For Vitale, that city was Atlanta, nationally known for its rich hip-hop scene. There, he refined his skills, but he returned four years later.
“I missed the Midwest,” he says. “I like the water, the fresh air. I made a lot of connections [in Atlanta], but it wasn’t for me. There is something about the Midwest; it’s where my roots are.”
Since then, Vitale’s portfolio has expanded to include songs by Public Enemy’s Chuck D. and Sean Price, as well as several collaborations with Madison’s own hip-hop luminary, DJ Pain 1. Many local hip-hop artists have come to rely on his ear to mix and master their rhymes or produce the beats.
As a volunteer for Madison’s Urban Community Arts Network, Vitale is one of several boosters who believe in the untapped potential of Madison hip-hop. To realize that dream, Vitale says local artists must honor one of hip-hop’s tenants: Be hometown proud.

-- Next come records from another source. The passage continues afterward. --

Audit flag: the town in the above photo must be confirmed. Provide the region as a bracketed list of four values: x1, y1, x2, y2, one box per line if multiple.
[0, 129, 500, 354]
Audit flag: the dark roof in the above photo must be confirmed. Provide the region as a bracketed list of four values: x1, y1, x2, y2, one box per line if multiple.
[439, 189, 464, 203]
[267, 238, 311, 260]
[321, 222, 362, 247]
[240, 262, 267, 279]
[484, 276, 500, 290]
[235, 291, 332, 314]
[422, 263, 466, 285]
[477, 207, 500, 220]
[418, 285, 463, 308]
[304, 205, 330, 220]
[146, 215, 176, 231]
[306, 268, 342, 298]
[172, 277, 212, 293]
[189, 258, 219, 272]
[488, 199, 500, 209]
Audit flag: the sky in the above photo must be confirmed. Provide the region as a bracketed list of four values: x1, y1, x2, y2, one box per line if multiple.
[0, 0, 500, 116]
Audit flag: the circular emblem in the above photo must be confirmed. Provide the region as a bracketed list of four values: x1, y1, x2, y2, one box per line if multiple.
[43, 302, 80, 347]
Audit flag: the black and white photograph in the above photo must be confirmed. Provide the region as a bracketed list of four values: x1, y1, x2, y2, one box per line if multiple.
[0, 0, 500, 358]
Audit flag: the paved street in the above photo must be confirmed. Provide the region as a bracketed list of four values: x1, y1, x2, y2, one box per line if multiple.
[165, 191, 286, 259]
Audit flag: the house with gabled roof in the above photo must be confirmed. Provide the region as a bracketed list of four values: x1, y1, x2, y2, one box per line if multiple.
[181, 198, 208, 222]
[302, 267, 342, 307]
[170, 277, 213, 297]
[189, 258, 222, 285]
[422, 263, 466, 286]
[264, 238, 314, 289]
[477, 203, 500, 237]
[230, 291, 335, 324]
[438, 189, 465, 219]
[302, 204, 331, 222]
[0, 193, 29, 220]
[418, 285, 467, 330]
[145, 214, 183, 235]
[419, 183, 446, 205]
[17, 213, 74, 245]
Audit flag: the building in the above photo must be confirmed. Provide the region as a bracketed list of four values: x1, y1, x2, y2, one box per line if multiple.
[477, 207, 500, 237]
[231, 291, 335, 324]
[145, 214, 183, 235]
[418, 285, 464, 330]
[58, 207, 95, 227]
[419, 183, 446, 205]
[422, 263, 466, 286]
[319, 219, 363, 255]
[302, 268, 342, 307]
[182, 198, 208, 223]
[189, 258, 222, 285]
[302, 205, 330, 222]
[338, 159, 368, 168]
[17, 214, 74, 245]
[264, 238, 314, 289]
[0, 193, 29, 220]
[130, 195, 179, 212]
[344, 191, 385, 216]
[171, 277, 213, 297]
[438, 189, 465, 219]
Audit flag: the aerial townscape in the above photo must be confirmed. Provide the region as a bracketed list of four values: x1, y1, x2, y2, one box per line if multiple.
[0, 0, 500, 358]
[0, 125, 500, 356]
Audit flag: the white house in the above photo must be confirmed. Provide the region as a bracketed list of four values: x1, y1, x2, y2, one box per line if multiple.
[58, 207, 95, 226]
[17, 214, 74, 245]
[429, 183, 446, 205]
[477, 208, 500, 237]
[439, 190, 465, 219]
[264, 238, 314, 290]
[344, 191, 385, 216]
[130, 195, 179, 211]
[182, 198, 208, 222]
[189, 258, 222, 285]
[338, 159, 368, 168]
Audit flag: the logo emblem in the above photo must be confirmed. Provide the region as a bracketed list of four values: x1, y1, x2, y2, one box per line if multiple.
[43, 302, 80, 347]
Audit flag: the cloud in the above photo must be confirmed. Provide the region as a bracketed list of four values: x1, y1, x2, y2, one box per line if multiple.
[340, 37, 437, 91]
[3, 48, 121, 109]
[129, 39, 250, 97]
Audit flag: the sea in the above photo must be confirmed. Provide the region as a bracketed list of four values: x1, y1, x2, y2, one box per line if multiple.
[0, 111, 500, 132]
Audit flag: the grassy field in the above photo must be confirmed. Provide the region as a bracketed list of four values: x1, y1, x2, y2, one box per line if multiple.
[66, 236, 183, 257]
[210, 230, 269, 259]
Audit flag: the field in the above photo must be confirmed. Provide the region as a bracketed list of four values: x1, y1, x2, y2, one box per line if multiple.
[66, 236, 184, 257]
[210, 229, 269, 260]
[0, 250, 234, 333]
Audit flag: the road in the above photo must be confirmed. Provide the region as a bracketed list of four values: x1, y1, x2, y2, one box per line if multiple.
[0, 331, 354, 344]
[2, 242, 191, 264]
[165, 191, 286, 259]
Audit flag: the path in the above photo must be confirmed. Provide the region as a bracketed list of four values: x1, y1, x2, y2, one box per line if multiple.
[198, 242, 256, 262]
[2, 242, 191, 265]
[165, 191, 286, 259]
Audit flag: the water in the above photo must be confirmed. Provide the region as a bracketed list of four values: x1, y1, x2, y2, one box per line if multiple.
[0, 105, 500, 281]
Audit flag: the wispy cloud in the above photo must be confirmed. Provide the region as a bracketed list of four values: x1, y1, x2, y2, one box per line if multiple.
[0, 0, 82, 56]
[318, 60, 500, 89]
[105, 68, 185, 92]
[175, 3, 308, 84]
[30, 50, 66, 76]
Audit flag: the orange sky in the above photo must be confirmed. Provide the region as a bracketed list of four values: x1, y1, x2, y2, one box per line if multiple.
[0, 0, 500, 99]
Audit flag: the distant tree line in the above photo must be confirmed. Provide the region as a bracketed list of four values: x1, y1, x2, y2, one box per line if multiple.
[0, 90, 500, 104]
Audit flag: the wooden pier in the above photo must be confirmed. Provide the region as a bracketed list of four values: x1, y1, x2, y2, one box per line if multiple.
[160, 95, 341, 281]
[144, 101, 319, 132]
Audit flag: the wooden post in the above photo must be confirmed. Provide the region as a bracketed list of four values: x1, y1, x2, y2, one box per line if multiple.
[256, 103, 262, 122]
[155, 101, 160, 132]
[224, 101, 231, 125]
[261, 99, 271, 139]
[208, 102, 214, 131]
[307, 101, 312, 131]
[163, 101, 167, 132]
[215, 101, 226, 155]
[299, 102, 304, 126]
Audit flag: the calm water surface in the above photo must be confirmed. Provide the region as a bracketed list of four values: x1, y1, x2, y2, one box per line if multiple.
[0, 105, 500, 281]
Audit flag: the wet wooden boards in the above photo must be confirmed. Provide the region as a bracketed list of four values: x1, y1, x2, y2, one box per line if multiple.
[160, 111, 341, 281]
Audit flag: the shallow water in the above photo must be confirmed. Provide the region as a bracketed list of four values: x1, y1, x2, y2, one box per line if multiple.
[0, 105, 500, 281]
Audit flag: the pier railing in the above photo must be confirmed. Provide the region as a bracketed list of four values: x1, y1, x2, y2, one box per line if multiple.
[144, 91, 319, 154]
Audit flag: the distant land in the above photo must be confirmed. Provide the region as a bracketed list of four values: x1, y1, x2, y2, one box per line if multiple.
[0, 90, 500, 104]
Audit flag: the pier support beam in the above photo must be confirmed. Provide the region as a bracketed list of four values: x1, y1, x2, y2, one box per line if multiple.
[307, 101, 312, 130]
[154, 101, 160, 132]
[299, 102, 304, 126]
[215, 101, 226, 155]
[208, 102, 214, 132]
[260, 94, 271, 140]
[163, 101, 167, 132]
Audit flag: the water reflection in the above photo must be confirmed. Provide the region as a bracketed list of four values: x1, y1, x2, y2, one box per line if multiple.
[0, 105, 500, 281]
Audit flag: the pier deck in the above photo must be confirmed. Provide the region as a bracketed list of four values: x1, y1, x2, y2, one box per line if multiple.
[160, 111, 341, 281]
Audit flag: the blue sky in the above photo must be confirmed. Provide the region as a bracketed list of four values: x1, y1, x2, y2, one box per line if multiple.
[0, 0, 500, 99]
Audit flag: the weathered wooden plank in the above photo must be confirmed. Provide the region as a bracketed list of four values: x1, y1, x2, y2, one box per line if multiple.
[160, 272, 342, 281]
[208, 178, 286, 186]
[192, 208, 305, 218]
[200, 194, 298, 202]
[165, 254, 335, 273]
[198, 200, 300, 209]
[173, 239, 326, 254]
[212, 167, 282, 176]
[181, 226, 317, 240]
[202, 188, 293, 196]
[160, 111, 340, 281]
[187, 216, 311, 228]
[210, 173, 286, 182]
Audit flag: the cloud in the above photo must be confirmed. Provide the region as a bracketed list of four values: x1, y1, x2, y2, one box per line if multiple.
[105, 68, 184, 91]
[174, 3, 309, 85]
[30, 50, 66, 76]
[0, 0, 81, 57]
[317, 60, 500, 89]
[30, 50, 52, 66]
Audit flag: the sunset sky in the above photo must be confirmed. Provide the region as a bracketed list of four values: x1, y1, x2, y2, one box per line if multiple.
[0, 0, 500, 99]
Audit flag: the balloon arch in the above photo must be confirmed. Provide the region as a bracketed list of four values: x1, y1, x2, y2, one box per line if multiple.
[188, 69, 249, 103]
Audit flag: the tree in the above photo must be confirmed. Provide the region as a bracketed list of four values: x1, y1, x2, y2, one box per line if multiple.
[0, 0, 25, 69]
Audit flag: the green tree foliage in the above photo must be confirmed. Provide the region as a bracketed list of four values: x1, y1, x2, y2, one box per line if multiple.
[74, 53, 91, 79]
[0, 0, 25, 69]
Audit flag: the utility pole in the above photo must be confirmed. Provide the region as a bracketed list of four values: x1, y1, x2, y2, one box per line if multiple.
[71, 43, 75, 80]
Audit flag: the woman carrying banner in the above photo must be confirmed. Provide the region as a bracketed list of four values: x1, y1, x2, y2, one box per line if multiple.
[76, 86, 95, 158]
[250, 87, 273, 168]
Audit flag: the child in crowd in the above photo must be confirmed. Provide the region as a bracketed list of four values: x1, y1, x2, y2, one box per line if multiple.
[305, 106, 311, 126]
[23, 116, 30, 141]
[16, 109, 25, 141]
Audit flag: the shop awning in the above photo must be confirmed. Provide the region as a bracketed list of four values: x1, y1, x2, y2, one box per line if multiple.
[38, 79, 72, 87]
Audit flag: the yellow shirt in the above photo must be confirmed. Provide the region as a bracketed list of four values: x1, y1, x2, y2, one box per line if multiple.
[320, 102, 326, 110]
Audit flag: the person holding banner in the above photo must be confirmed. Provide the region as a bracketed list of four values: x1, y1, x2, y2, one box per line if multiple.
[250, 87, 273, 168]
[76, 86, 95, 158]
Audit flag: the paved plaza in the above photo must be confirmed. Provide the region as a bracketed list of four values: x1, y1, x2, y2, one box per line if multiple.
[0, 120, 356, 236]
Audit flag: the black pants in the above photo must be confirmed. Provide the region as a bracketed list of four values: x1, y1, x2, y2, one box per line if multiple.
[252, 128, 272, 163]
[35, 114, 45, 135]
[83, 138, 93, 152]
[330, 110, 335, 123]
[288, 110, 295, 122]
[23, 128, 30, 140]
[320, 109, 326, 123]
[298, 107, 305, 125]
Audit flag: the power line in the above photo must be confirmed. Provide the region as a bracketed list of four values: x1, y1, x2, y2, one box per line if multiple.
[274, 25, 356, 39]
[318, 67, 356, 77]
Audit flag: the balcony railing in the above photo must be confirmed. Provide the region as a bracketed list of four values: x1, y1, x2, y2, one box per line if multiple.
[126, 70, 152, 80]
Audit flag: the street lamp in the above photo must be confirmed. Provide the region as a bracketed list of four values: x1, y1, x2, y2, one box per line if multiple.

“A lot of artists around here claim to be from Chicago when they perform outside of Madison, but how do you get your fans to come out when you’re not representing your city?”
In the meantime, Vitale is putting the final pieces of his own dream in place by scaling back on “food work.” Business is abundant enough that engineering and producing full-time is within reach.
“I still have to make money to finance my career, but I’m getting busier all the time,” he says. “I don’t have a girl, I don’t have a kid, because I gotta have the time to do it, too.”
Suddenly pensive, Vitale wistfully adds: “I guess that’s the sacrifice I’ve had to make to get here.”
Has delivered pizzas and flipped burgers for: Pizza Pit and the Brass Ring.
Philosophy on sound: “You have the high ends and the lows ends, and you pull and adjust as it’s coming at you. Even low frequencies you can’t hear can affect parts of a song you can hear.”
One thing hip-hop can do without: Bling, bling clichés.